This principle also determined the fate of the weaker cantons, which by force of arms or by voluntary submission became subject to a stronger. The stronghold of the canton was razed, its domain was added to the domain of the conquerors, and a new home was instituted for the inhabitants as well as for their gods in the capital of the victorious canton. This must not be understood absolutely to imply a formal transportation of the conquered inhabitants to the new capital, such as was the rule at the founding of cities in the East.

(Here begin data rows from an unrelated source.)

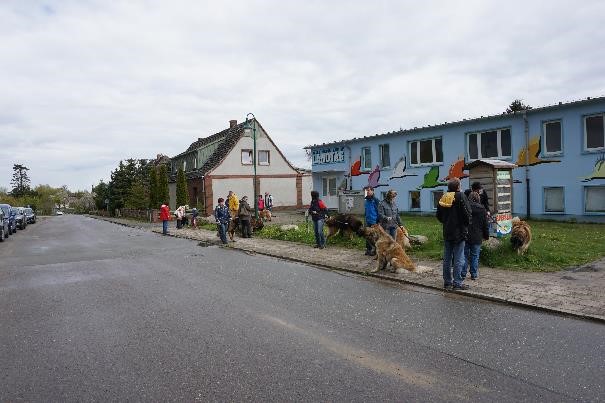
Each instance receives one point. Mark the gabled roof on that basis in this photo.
(228, 138)
(588, 100)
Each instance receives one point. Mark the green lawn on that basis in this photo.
(555, 245)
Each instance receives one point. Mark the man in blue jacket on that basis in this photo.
(371, 210)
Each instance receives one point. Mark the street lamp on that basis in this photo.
(250, 131)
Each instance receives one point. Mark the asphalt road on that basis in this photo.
(92, 311)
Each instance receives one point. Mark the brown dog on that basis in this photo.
(345, 224)
(403, 238)
(388, 251)
(520, 236)
(265, 215)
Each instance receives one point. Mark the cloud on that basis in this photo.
(89, 83)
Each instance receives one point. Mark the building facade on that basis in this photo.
(216, 164)
(558, 150)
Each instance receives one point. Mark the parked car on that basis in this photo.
(20, 218)
(30, 215)
(3, 226)
(10, 216)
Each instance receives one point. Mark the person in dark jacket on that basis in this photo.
(484, 199)
(454, 212)
(318, 210)
(222, 217)
(245, 215)
(388, 214)
(477, 232)
(371, 213)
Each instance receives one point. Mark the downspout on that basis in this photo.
(527, 189)
(350, 178)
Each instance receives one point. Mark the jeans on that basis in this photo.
(453, 251)
(222, 231)
(471, 254)
(318, 229)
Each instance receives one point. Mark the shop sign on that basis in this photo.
(328, 155)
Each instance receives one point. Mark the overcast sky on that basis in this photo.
(84, 84)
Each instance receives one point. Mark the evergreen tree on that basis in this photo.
(20, 181)
(154, 201)
(163, 193)
(181, 188)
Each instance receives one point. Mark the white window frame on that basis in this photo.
(544, 191)
(381, 155)
(434, 202)
(416, 143)
(602, 115)
(260, 161)
(364, 165)
(250, 154)
(500, 156)
(547, 122)
(586, 189)
(410, 200)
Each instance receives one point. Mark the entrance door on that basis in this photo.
(328, 194)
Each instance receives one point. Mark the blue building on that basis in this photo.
(558, 150)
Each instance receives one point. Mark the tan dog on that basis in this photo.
(520, 236)
(403, 237)
(265, 215)
(388, 251)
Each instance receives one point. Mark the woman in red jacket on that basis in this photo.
(165, 217)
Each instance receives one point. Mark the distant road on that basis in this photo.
(95, 311)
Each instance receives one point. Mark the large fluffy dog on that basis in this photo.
(520, 236)
(388, 251)
(345, 224)
(234, 224)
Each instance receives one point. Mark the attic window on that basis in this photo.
(263, 157)
(246, 157)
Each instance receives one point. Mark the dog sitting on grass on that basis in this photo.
(344, 224)
(520, 236)
(388, 251)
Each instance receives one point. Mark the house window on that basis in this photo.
(246, 157)
(436, 197)
(552, 138)
(328, 186)
(263, 157)
(489, 144)
(366, 158)
(385, 157)
(415, 200)
(594, 199)
(554, 200)
(594, 132)
(426, 152)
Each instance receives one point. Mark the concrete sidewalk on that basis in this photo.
(578, 292)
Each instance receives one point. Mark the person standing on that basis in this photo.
(318, 210)
(261, 203)
(371, 214)
(233, 203)
(245, 215)
(454, 213)
(477, 232)
(222, 217)
(268, 201)
(165, 217)
(388, 214)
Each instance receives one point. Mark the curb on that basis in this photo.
(473, 294)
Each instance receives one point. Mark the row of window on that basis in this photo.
(263, 157)
(494, 143)
(554, 199)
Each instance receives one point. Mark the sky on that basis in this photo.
(85, 84)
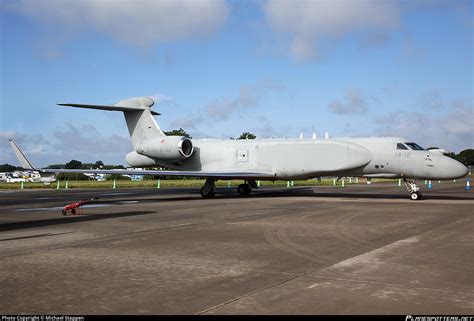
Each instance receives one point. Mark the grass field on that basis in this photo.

The towns of Latium at this time can have been little more than the strongholds and weekly markets of the husbandmen: it was sufficient in general that the market and the seat of justice should be transferred to the new capital. That even the temples often remained at the old spot is shown in the instances of Alba and of Caenina, towns which must still after their destruction have retained some semblance of existence in connection with religion. Even where the strength of the place that was razed rendered it really necessary to remove the inhabitants, they would be frequently settled, with a view to the cultivation of the soil, in the open hamlets of their old domain.

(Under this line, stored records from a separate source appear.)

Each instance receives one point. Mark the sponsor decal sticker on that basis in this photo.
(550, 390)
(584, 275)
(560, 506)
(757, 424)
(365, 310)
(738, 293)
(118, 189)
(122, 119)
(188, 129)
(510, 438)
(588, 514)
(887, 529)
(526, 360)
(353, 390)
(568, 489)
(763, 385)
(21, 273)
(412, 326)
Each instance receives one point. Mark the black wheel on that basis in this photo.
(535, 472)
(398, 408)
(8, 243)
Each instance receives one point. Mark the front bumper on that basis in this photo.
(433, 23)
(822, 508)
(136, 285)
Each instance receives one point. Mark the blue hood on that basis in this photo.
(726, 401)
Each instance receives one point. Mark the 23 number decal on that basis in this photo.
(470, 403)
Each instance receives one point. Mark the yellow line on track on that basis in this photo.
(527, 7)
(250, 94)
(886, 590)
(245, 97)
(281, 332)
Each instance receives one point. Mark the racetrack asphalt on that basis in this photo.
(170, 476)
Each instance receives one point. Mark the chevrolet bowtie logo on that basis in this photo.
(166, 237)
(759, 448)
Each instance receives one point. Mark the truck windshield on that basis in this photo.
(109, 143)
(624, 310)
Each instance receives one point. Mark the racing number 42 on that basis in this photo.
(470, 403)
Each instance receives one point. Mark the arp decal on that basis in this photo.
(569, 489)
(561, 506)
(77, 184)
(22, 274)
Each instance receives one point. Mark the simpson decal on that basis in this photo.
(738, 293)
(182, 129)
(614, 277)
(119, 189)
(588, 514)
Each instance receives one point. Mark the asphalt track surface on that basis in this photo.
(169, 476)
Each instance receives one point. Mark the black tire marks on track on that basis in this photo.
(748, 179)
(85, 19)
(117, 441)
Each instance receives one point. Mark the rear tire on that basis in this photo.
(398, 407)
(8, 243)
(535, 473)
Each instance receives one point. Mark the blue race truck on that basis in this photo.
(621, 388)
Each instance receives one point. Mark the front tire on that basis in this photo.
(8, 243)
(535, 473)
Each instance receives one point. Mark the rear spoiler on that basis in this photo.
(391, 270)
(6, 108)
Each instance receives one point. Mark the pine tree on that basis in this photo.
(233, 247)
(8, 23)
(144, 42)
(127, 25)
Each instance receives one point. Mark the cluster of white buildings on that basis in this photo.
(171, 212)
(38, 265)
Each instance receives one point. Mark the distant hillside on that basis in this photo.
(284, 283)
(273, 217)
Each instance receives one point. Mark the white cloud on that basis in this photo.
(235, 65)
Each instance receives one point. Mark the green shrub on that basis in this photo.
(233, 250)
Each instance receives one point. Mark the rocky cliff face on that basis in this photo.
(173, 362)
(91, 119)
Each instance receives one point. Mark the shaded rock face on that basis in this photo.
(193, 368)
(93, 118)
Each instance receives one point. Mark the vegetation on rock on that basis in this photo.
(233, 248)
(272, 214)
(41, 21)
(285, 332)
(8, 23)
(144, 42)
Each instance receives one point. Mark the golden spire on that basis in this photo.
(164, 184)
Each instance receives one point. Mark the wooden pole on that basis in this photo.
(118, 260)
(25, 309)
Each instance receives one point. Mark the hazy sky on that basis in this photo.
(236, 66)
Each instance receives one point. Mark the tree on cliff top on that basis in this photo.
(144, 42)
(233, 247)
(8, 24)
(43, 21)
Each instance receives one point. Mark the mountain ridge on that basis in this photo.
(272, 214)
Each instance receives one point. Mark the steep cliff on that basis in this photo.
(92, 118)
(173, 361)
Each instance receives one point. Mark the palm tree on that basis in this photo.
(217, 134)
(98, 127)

That the conquered, however, were not unfrequently compelled either as a whole or in part to settle in their new capital, is proved, more satisfactorily than all the several stories from the legendary period of Latium could prove it, by the maxim of Roman state-law, that only he who had extended the boundaries of the territory was entitled to advance the wall of the city (the -pomerium-). Of course the conquered, whether transferred or not, were ordinarily compelled to occupy the legal position of clients;(6) but particular individuals or clans occasionally had burgess-rights or, in other words, the patriciate conferred upon them.

6. To this the enactment of the Twelve Tables undoubtedly has reference: -Nex[i mancipiique] forti sanatique idem ius esto-, that is, in dealings of private law the "sound" and the "recovered" shall be on a footing of equality. The Latin allies cannot be here referred to, because their legal position was defined by federal treaties, and the law of the Twelve Tables treated only of the law of Rome. The -sanates- were the -Latini prisci cives Romani-, or in other words, the communities of Latium compelled by the Romans to enter the plebeiate.